Right (if one wants to guarantee correctness, robustness, and efficiency
as I do), anyway not without additional calculations like:
G1:
=MATCH(9.99999999999999E+307,A:A)
G2:
=IF(G1>=CELL("Row",A2),LOOKUP(2,1/(A2:INDEX(A:A,G1)>0),A2:INDEX(A:A,G1)),"")
The point to this cleverness is to reduce the size of the 1/(x>0) term.
Also, to avoid volatile functions. In other words, to make this as
time-efficient as possible.
That's the intent...
If so, wouldn't
=IF(A65536>0,A65536,LOOKUP(2,(A1:INDEX(A1:A65535,
MATCH(9.99999999999999E307,A1:A65535))^-0.5)^-2
be more efficient? I'm assuming that since arithmetic operations take place
in the FPU, there's no difference (or negligible difference) between the
time it takes to calculate 1/x and x^-0.5.
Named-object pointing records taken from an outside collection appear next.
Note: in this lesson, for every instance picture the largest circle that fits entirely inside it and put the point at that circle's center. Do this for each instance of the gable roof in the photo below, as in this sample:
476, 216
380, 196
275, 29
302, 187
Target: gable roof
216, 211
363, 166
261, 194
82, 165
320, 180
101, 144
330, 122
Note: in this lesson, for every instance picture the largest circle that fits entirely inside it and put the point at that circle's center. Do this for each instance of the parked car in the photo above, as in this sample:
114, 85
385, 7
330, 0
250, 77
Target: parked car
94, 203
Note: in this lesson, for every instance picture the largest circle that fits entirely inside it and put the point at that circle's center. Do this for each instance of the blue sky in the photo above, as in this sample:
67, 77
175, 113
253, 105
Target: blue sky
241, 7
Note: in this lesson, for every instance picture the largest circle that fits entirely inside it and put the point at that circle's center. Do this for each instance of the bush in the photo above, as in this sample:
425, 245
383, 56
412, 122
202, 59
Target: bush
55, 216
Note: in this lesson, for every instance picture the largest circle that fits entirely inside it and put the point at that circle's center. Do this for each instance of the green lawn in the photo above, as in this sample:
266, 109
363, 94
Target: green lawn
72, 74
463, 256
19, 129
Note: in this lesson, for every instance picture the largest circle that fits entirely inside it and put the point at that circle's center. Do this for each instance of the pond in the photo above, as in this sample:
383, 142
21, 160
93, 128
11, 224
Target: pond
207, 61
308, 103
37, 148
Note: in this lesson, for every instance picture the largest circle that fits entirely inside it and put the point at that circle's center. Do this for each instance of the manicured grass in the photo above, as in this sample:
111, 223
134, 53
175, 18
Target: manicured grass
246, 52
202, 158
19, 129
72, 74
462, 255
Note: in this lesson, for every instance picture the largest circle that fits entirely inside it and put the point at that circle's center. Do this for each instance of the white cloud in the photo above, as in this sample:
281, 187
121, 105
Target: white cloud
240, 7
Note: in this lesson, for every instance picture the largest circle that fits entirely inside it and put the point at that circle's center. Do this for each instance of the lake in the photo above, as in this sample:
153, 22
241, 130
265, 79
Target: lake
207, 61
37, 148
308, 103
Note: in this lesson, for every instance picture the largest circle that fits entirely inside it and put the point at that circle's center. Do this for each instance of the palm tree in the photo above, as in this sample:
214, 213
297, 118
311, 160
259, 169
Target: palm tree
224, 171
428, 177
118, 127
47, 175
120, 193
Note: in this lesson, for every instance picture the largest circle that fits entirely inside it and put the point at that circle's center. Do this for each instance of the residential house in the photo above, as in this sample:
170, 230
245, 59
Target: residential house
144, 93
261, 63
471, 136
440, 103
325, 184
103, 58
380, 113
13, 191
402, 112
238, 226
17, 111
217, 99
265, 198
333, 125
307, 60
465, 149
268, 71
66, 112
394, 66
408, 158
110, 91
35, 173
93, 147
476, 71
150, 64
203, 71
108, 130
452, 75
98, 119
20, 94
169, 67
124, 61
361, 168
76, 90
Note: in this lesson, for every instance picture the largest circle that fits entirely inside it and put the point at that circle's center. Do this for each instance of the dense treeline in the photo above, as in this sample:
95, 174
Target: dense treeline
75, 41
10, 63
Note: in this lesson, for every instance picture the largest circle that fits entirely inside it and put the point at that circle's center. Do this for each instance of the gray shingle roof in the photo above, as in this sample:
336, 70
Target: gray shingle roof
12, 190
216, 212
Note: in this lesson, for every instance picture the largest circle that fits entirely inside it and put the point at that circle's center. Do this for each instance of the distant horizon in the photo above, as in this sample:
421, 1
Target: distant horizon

The idea is worth considering. That is, replacing 1/x with x^-0.5. Is
the formula complete as posted?
H
Harlan Grove
Aladin Akyurek said:Harlan Grove wrote: ....
The idea is worth considering. That is, replacing 1/x with x^-0.5. Is
the formula complete as posted?
Um, no. Not correct. Try this instead.
=IF(A65536>0,A65536,LOOKUP(2,(A1:INDEX(A1:A65535,
MATCH(9.99999999999999E307,A1:A65535)))^-0.5)^-2)
R
rolan
thank you ... this worked
Aladin Akyurek said:Assuming a single-dimension numerical range (vector) like B2:B20 or C2:N2...
=LOOKUP(2,1/(Range>0),Range)
If the numerical range is a whole column reference, say, A:A from A2 on:
=LOOKUP(2,1/(A2:INDEX(A:A,MATCH(9.99999999999999E+307,A:A))>0),A2:INDEX(A:A,MATCH(9.99999999999999E+307,A:A)))
A cell reference can be substituted for the MATCH bit if this bit is put
in a cell of its own as a formula.
T
Tommy
using this formula, how do you get it to show the lowest positive number????